Hello All.
There are several good NTP servers/clients. And different Linux
distributions
use them (not only ntpd or chronyd). But FreeIPA chose ntpd strictly. It
is a
bottleneck for a platform porting. Perhaps, FreeIPA should allow to select
administrator which one to use and should support it (like install and
work).
Thank you.
24.01.2018 18:57, Simo Sorce via FreeIPA-devel пишет:
> On Wed, 2018-01-24 at 16:25 +0100, Tibor Dudlák via FreeIPA-devel
> wrote:
>> Hello FreeIPA-devel list fellow beings!
>>
>> I would like to continue the discussion started in [1], and find its
>> solution.
>>
>> While using the Single-Sign-on authentication provided via an MIT Kerberos
>> KDC there must not be any significant clock skew between server and
>> clients so a time synchronization service is required.
>>
>> Red Hat Enterprise Linux is about to deprecate ntpd service and will
>> support chronyd instead. This will happen in release 8 and by this time we
>> should agree on some changes in IPA - whether to remove or replace the
>> already
>> used ntpd service. I would like to sum up this change in a design page but
>> there should be an agreement first.
>>
>> IPA, as is, checks the system configuration and if there is an NTP service
>> configured and running then it forces ntpd, meaning it disables any other
>> NTP service. It also alters its configuration, and restarts the NTP service
>> instance.
>>
>> We may now want to consider, as the time sync service change is required,
>> to NOT configure a service that is not a part of the identity management
>> such as NTP, and leave it to system/IPA administrators.

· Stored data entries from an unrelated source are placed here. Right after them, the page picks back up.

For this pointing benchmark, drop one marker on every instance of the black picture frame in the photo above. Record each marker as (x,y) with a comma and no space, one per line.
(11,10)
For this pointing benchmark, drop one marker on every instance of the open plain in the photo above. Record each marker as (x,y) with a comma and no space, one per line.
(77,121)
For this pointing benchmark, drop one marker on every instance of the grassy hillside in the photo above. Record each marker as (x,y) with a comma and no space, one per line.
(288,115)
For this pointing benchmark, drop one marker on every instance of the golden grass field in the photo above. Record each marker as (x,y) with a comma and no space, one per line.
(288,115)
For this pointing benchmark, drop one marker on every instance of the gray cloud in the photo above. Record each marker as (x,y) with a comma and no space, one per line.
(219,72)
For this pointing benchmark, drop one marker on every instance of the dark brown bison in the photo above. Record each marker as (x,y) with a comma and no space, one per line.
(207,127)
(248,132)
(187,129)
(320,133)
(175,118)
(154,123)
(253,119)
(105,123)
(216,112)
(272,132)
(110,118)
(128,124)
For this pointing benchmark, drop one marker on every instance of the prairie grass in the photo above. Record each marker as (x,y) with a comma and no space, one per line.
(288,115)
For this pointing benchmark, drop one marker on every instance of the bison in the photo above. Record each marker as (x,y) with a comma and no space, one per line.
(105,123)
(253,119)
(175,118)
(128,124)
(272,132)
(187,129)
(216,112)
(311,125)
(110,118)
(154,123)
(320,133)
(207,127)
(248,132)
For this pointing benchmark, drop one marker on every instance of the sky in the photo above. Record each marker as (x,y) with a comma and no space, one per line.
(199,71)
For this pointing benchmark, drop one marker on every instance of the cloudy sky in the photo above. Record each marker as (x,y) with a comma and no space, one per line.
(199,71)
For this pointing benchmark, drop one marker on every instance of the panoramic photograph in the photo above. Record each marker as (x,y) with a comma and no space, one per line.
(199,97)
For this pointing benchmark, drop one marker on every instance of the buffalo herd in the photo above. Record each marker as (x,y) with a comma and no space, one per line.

> Let me explain why we do this:
> As you noted above kerberos will fail to work properly if clocks drift
> too much, so we wanted to provide a simple way to keep the whole domain
> in sync. We also had plans to keep the domain in sync *securely* as an
> attacker could create Denial pf Service attacks by subtly drifting
> different machines clocks.
>
> ntpd was the only one that offered hooks to sign NTP packets (which
> were used by Samba only at the time and required compile time changes
> when we started) using kerberos keys, so the original plan was to
> eventually get there. Unfortunately we never prioritized this work.
>
> So given the above we initially decided to make IPA servers also ntp
> servers and configure client to use IPA server as time sources.
>
> This is just to give an overview of the reasons behind choosing ntpd
> specifically and why it was overriding ntp config on servers/clients
>
>> IPA install script may only check wheter there is an NTP service running
>> and if not, it would ask the administrator to configure it before the IPA
>> installation.
> I do not think we need this strictly for the first server, these days
> time keeping is more important in general and servers tend to be
> already kept in sync, either via virt devices, or ntp.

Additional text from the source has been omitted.